The 500-metre long ‘Butt Street’ forms part of the 451-acre Minchinhampton Common in the Cotswolds – run by the National Trust.
The common is not fenced or bordered off – and residents are entitled to release their cattle there.
It means over 300 animals are allowed to roam freely among the houses on Butt Street – and often stop for a glance inside.
Butt Street is located on Minchinhampton Common – one of the largest grassland commons in the Cotswolds.
Photos show cows and horses happily wandering through Butt Street and into the town’s market square.
And Paul Blower, who lives on the street in Minchinhampton, Glos, said he loves the animals wandering past his house.

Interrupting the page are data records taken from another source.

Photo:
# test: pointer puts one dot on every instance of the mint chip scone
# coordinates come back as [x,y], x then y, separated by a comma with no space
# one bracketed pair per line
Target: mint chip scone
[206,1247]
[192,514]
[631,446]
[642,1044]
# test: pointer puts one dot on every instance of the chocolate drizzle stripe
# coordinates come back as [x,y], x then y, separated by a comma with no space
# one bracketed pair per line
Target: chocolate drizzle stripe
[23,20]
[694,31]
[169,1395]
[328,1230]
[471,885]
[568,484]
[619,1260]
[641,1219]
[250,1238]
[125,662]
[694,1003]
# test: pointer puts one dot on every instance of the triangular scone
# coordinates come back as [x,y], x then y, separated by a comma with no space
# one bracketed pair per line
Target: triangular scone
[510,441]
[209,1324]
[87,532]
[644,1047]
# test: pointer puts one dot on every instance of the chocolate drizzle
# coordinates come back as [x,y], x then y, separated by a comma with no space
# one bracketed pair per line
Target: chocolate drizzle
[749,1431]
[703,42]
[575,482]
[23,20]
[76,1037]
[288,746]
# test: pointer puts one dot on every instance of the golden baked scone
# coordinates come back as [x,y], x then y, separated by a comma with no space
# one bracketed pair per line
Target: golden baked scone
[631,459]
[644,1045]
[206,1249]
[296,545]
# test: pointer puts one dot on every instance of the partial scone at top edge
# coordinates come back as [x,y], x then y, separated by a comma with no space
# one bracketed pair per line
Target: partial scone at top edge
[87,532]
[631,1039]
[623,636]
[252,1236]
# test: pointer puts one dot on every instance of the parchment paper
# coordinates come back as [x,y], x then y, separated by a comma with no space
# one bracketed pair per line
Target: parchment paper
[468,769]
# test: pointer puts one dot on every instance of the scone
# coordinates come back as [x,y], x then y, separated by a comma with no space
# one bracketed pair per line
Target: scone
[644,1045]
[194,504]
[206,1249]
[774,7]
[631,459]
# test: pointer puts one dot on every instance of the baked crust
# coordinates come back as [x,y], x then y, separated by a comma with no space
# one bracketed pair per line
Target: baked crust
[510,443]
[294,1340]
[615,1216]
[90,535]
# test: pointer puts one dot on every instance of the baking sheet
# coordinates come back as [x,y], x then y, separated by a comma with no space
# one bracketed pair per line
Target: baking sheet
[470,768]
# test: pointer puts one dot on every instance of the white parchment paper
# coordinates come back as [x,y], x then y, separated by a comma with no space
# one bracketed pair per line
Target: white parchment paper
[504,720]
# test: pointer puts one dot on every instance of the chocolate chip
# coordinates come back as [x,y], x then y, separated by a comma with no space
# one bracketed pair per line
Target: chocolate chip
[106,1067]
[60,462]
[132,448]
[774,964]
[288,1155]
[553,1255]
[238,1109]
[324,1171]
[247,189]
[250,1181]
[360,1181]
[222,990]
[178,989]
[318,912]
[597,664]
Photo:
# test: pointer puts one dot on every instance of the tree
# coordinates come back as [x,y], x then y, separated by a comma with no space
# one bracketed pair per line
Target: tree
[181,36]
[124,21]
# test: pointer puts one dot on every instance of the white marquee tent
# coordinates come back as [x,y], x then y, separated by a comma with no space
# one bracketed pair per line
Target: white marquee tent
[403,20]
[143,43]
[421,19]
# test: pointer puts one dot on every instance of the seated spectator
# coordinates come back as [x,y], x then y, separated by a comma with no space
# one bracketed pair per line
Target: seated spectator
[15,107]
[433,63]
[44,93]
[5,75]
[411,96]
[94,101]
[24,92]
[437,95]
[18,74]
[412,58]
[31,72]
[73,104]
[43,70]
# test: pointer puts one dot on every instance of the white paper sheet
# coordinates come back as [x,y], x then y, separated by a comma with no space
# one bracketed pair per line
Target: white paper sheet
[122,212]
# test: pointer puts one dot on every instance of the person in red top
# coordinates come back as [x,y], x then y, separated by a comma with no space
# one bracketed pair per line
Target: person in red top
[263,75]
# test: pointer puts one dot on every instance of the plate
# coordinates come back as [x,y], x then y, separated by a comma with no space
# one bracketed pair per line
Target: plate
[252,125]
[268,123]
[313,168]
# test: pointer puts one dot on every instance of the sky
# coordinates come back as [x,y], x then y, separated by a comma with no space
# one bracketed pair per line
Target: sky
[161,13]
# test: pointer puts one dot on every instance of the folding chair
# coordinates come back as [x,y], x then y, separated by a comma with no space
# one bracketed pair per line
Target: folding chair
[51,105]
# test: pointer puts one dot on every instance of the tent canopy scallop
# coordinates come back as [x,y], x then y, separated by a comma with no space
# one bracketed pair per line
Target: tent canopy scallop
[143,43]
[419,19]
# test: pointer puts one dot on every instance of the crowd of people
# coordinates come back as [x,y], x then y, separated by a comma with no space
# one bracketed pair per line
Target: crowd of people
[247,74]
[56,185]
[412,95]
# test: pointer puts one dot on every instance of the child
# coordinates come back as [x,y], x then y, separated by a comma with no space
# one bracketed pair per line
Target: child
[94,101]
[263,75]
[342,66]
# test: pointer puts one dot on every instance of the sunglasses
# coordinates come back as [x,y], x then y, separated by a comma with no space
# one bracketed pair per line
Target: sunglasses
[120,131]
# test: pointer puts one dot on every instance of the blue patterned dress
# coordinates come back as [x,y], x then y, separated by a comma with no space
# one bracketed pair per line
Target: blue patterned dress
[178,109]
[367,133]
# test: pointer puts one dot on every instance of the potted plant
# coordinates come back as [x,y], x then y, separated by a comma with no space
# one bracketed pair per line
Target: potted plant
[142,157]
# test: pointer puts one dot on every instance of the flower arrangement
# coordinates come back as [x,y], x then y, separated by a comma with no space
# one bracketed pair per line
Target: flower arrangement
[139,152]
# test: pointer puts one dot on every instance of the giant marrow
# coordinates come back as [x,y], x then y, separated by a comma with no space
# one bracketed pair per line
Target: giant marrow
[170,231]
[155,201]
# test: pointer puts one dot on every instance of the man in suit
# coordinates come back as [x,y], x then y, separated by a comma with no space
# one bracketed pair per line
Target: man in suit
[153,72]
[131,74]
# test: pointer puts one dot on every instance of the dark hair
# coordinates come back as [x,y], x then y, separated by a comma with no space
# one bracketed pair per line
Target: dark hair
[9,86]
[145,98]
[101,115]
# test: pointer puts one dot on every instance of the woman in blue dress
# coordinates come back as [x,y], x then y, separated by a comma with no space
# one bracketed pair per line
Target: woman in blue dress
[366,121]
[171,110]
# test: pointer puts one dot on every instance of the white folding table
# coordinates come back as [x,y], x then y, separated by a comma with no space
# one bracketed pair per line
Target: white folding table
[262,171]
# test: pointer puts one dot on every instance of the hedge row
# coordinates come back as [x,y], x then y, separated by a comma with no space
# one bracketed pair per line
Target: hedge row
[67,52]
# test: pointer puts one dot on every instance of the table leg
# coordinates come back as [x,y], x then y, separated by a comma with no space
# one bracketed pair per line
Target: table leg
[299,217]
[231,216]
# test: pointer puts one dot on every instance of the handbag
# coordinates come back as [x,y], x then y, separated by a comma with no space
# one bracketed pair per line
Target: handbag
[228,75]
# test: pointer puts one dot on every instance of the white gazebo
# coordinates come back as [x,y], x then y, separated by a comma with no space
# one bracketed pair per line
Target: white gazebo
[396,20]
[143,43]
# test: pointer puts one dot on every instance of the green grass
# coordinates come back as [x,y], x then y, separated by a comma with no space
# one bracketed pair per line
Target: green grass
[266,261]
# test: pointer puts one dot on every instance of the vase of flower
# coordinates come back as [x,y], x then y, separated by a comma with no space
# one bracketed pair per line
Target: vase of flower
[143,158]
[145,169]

The 47-year-old said: “I just love it, having cows, horses – there’s donkeys as well.
“They are down the road weekly. They eat the grass on the common but they want to find something a bit tastier, like the odd clematis or rose bush.
“They come down for a munch. You walk out the front door and there’s always a cow pat out there to greet you. My dog loves eating them.”
He says that the cows are very friendly and his nine-year-old daughter enjoys seeing them roaming the neighbourhood.
Paul added: “You hear stories about people walking through fields and being chased by the cows – but here they are just so used to seeing humans walking around and stuff.
“Literally, the dog runs in between them, kids play around them and the cows just don’t flinch.”
Cows are released in May every year and then taken back in by farmers in November for the winter.